Perhaps you have observed a need for leadership in some area of your parish. Are you waiting for something or “someone” to make it happen?
Possibly you have felt prompted by the Holy Spirit to do something about it. Does it seem hopelessly out of reach?
Heroic faith is not reserved for those in the Bible, sainthood, on church or ministry staff, in religious orders, the priesthood, professional management, or a position that influences thousands of lives. Heroes of the faith are those who believe God for their promise all the way, people who are on top of things in their realm of influence. A hero is you.
We are all called to heroic faith. We are all called to develop to our fullest potential. Whether that thought is daunting or exciting, here’s something to consider:
Out of God’s great humility He chooses his weakest servants to do His greatest work” (St. Teresa of Calcutta).
God called me to heroic faith many years ago with some spectacular promises about my potential. At the time, I thought they would be immediately forthcoming.
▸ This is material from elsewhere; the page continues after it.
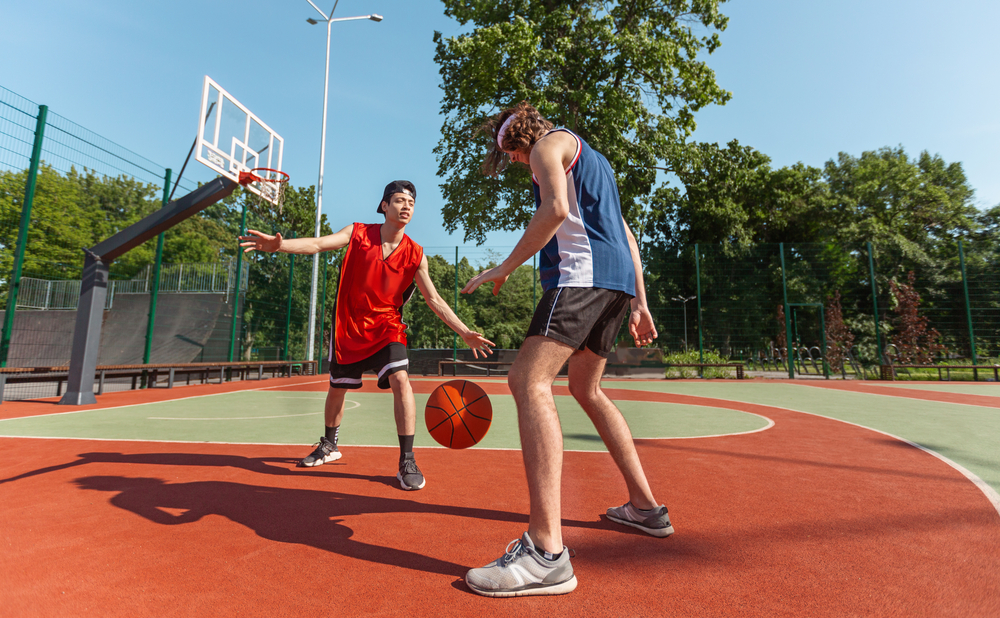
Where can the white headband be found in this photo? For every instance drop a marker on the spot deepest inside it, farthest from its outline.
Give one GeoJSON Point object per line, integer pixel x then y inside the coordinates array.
{"type": "Point", "coordinates": [503, 130]}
I thought I was being called to faith, and I had faith. “I got this!” I thought.
Trust me, “I got this” was an ignorant sentiment. I was not being called to faith; I was being called to heroic faith, and there’s a heroic difference.
Fifteen years later, most of those promises about my potential had come to pass. But there was one yet to come: and this year it was Fulfilled.
If you have ever had a dream or seen a need, God is calling you, too, to heroic faith. If you trust him, he will move you into a position where you can thrive, but the process will require that you face greater challenges than you ever guessed.
You may not be able to describe your dream; you may have forgotten it; possibly you no longer even believe in it. But it’s there, and it was meant to draw you toward the life you were meant to love.
Abraham shows you that God created you with specific intentions in mind that were woven into your being, much like your unique temperament and DNA. These intentions create a powerful attraction, a longing, for a particular dream. And every step in obedience is woven into its fulfillment.
Hebrews 11 highlights the strategic people God used throughout salvation history and the plan he uses, still, to inspire, grow, sustain, and maximize those unique intentions for our lives, too. His process follows a predictable set of obstacles and opportunities that continually move you toward that dream.
Why would we ever want to go through all it takes for God to develop all that he is promising in us? Because we will never be fulfilled until we are tapping into and living from our potential. God wants to do more with your life than you could ever imagine.
Following God’s call does not happen linearly; it always involves obstacles, road-blocks, and adversaries. But these are part of the process of formation. As you step out in faith to obey those promptings, when the Church (finally) affirms and confirms your call, you will know it’s truly from him.
As you meditate with him on the need you discern in your parish or family or community, I encourage you to keep your mind and heart completely open to hearing what God wants to tell you. He could be calling you. My promises have come to pass, and more are on their way. I am seeing my dreams and visions fulfilled.
You will, too.
“Magnanimity is the soul’s aspiration to bigger dreams, the ‘jewel of all the virtues,’ because the magnanimous person seeks the bigger dream, and has the courage to become worthy of it (St. Thomas Aquinas).